Far from the friendly outreach Landry has claimed, the visit has immediately reignited long-simmering anger and distrust among Greenlandic officials and residents, who have repeatedly drawn a hard red line against any US push to acquire the territory. Just hours after Landry’s arrival, Greenlandic Prime Minister Jens-Frederik Nielsen reaffirmed the island’s long-stated position in a press briefing: “We clearly reiterated that the people of Greenland are not for sale and that Greenlanders have the right to self-determination.” While Nielsen acknowledged the Monday meeting between Landry, US Ambassador to Denmark Ken Howery, and his team was conducted in a “good tone,” he stressed no parallel negotiations would proceed while top-level working group talks between the three governments remain ongoing.

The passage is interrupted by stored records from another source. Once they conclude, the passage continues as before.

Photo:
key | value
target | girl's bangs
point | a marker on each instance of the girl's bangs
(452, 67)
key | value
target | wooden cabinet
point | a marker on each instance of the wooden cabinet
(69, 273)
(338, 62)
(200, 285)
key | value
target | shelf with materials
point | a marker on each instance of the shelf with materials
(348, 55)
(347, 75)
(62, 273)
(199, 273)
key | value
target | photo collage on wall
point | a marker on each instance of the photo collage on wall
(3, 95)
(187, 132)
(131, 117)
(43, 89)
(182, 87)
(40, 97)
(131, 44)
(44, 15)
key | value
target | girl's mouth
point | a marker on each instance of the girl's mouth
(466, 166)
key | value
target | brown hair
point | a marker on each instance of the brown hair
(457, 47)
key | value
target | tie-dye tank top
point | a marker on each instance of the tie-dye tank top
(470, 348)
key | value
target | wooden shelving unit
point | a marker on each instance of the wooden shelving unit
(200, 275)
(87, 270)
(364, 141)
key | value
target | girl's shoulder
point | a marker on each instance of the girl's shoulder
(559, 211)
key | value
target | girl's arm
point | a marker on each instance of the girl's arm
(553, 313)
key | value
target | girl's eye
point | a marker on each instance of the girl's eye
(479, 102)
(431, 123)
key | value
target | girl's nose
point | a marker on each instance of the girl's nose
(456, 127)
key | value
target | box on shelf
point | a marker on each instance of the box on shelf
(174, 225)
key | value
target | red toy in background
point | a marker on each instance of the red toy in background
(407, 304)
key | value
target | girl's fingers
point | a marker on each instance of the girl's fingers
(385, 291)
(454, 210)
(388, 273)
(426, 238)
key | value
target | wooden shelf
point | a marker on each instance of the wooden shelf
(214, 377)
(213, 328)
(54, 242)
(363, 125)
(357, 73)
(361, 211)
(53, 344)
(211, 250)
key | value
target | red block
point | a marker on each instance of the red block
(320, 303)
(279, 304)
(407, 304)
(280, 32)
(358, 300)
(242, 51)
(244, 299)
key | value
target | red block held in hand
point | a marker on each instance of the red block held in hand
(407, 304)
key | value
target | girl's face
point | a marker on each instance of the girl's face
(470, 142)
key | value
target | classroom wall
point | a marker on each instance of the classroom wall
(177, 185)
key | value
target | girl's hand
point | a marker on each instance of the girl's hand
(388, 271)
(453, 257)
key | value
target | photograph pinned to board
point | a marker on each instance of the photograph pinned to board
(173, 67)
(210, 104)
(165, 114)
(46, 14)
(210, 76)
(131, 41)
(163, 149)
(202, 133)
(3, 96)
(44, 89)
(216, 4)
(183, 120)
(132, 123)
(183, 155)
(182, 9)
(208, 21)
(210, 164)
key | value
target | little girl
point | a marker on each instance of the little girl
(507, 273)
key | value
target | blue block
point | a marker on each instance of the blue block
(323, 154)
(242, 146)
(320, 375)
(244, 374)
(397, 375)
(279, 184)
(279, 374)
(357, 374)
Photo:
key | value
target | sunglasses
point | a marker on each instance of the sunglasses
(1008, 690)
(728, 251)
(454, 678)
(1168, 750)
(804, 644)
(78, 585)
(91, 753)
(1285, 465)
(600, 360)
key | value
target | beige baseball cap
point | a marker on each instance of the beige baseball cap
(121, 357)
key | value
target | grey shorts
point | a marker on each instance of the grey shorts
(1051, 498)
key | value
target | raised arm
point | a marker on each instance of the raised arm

Greenlandic Foreign Minister Mute Egede doubled down on the government’s stance, telling Agence France-Presse that Washington has not abandoned its territorial goals. “We have our red line. The Americans’ starting point has not changed either,” he said. For many ordinary Greenlanders and public figures, the timing of the visit — coming just four months after mass protests in Nuuk against Trump’s territorial claims — is seen as deeply inappropriate. Maliina Abelsen, a Greenlandic businesswoman and former politician who declined Landry’s meeting invitation, argued that the envoy should have waited until tensions cooled significantly. “It’s only four months ago that we felt very threatened by the US, so the timing is not appropriate,” she said, criticizing the visit as an attempt to bypass established diplomatic protocols. Aqqaluk Lynge, an Inuit author and former president of the Inuit Circumpolar Council, noted that the crisis has frayed longstanding positive ties between Greenland and the US. “There is so much distrust now,” he said. “The sad thing is we have had a beautiful relationship with the people in the US, especially with the indigenous people.”

During comments to reporters at the “Future Greenland” summit on Tuesday, Landry defended the Trump administration’s approach, claiming that prior US governments had completely overlooked the Arctic territory. “Before Donald Trump, the United States was ignoring Greenland,” he said. “When was the last time that any high-level diplomats came to Greenland? Who cares more about Greenlanders than the Trump administration and the president? Because seemingly before the president, no one cared. Greenland didn’t exist, until Donald Trump put it on the map.” When asked directly whether Trump still holds the goal of absorbing Greenland into the US, Landry deflected, telling the BBC: “You’ll have to talk to the president yourself.”

Rasmus Sinding Søndergaard, a senior researcher of American foreign policy at the Danish Institute of International Studies, characterized Landry’s conciliatory public tone as a deliberate tactical shift from the Trump administration’s earlier open coercion. “I think it’s a change in tactics,” he explained. “The approach now is to try and befriend people, rather than coerce them.”

The upcoming consulate opening has already become a flashpoint for criticism: the modern central Nuuk high-rise that houses the facility has already been nicknamed “Trump Towers” by local residents, and multiple high-profile Greenlandic politicians have said they will boycott the event. Naaja H. Nathanielsen, a Greenlandic MP and former business minister who will skip the opening, argued that Landry’s underlying mission remains unchanged. “Landry is tasked to help the president acquire Greenland. That is a reason why he’s here to ‘listen’ and visit, and that in itself is, I think, still very serious.”

To date, the three-nation working group established after Trump walked back his threat of military force has not reached a final resolution to the dispute. While public tensions have eased slightly in recent months, multiple reports have confirmed the US continues to push for expanded military access to the strategically located Arctic territory, leaving the core dispute unresolved and local populations on edge.